Practical guidelines for dolphin rehabilitation

Recent global reviews have highlighted the lack of standardized clinical frameworks and quantitative welfare assessments in marine mammal rehabilitation programs [8].

This study presents a structured, welfare-centered protocol that directly addresses this gap, providing a practical example of how standardization can be implemented in real-world settings. The experience from this case offers practical insights for facilities managing dolphins with severe caudal injuries.

A two-phase rehabilitation framework—comprising physical and social recovery—proved effective in guiding clinical decisions and monitoring progress.

During Phase 1 (physical rehabilitation), wound healing and muscle recovery should be prioritized, and the timing of prosthesis introduction should be determined cautiously, considering infection risk and skin tolerance.

During Phase 2 (social rehabilitation), gradual reintroduction to conspecifics and careful behavioral monitoring are essential to ensure social stability and psychological well-being.

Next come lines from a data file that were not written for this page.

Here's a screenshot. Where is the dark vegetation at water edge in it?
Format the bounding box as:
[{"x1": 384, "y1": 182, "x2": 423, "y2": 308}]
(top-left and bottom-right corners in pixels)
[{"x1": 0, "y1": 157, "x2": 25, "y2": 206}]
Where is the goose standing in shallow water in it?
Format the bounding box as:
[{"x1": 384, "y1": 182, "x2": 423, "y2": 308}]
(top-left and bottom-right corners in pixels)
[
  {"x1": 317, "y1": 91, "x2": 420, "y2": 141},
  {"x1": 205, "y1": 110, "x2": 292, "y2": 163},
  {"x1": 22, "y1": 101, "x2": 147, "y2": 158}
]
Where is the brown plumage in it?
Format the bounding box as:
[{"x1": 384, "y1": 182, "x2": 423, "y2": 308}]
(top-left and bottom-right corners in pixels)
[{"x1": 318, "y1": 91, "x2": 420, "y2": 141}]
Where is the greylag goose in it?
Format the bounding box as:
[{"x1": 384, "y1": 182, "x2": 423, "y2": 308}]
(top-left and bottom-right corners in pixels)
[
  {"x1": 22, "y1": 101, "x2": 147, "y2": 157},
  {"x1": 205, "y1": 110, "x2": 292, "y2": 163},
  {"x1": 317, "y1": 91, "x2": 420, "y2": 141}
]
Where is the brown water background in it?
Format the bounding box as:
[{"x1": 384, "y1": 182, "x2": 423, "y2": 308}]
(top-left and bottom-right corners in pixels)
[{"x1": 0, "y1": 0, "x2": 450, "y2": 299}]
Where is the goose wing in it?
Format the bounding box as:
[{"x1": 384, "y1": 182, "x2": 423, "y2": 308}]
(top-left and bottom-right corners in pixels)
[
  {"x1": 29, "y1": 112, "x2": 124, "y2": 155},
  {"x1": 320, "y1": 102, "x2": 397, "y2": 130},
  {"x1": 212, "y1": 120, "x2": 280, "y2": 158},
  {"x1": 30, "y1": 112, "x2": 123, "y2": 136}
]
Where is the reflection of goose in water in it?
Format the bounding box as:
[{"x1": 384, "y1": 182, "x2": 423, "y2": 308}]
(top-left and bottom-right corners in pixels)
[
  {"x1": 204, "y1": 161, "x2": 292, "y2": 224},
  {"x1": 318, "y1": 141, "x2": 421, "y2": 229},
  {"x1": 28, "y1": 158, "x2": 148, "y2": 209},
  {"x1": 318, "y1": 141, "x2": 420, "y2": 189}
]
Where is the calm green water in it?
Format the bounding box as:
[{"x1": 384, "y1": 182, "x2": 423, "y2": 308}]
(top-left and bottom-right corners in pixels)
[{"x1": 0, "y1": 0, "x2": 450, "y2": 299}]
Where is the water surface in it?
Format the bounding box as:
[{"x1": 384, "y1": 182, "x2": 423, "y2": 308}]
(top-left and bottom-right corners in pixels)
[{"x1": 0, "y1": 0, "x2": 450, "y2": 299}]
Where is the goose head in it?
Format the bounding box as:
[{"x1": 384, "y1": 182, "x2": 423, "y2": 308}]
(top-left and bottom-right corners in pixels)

Establishing objective behavioral and locomotor indicators to assess progress at each phase would further strengthen the reproducibility of such approaches. These recommendations could serve as a practical foundation for developing future standardized clinical protocols in marine mammal rehabilitation.

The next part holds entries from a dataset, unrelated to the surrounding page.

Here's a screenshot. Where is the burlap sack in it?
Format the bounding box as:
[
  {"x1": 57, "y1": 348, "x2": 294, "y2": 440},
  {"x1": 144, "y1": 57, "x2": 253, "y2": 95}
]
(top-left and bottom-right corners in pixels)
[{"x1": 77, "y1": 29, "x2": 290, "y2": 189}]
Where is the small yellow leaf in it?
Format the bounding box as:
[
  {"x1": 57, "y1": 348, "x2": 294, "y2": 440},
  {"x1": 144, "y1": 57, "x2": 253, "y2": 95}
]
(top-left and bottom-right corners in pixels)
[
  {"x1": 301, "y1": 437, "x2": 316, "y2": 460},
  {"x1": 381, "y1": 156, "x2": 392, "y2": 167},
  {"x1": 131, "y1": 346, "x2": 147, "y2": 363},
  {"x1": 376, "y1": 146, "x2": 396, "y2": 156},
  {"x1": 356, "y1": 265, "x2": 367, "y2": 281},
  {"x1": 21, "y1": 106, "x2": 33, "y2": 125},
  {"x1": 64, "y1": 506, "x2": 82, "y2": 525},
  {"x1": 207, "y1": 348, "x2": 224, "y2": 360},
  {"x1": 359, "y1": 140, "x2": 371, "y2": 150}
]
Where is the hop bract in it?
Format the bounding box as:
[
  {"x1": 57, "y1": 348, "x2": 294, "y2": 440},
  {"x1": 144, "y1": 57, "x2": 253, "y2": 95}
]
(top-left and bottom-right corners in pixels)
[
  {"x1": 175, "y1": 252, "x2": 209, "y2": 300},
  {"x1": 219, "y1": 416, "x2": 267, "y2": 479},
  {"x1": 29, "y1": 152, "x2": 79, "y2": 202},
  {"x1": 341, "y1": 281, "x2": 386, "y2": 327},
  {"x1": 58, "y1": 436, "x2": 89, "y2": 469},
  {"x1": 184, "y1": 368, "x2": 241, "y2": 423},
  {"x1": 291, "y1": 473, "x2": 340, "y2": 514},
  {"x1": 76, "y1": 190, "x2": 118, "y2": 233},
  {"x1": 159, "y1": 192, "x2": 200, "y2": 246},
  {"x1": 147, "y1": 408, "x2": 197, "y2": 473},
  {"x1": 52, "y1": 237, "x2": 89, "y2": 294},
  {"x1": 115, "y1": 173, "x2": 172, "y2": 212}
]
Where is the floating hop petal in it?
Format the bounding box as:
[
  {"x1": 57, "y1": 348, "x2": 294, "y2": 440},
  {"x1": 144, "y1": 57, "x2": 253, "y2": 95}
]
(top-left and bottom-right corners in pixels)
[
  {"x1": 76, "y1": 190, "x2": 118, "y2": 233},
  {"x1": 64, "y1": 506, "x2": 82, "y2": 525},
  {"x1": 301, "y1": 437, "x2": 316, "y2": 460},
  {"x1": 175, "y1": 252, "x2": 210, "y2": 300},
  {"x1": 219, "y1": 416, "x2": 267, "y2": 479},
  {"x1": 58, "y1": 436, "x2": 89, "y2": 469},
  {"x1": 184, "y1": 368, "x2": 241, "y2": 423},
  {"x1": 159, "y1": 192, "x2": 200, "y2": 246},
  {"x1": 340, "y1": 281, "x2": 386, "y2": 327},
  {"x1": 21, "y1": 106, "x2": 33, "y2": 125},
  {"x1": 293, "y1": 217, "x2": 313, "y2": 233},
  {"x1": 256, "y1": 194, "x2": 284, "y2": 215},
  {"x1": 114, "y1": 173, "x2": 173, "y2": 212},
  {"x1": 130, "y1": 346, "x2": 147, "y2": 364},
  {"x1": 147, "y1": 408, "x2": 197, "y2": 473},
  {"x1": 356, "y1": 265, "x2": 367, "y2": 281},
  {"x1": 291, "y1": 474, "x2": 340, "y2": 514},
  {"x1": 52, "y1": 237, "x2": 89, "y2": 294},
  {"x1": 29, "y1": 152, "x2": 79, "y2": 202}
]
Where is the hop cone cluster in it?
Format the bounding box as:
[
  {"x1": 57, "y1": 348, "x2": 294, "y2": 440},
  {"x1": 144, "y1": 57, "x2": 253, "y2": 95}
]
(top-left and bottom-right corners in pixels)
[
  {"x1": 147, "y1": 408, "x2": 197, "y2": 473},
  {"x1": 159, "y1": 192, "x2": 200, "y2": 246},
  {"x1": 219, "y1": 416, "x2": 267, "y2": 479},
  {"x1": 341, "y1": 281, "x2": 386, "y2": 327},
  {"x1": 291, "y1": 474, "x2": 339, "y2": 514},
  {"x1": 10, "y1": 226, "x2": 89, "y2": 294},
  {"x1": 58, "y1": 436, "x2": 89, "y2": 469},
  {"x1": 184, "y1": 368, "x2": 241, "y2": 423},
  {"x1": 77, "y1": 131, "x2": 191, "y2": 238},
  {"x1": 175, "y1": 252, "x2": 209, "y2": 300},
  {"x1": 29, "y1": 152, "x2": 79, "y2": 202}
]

Implementation of such rehabilitation programs requires coordinated collaboration among veterinarians, animal trainers, and engineers to ensure safety and welfare at each stage. Staff should receive specialized training in prosthetic handling, behavioral monitoring, and welfare assessment to minimize stress during interventions. Facilities must be equipped with adaptable pools that allow controlled water depth for physical therapy, as well as access to materials and fabrication expertise for custom prosthetic design. Although initial development costs—such as prosthetic fabrication and data-logging equipment—can be considerable, these are often offset by the long-term welfare benefits and improved management efficiency achieved through structured rehabilitation. Sharing technical resources and training programs among institutions would help reduce costs and promote wider adoption of welfare-centered rehabilitation frameworks.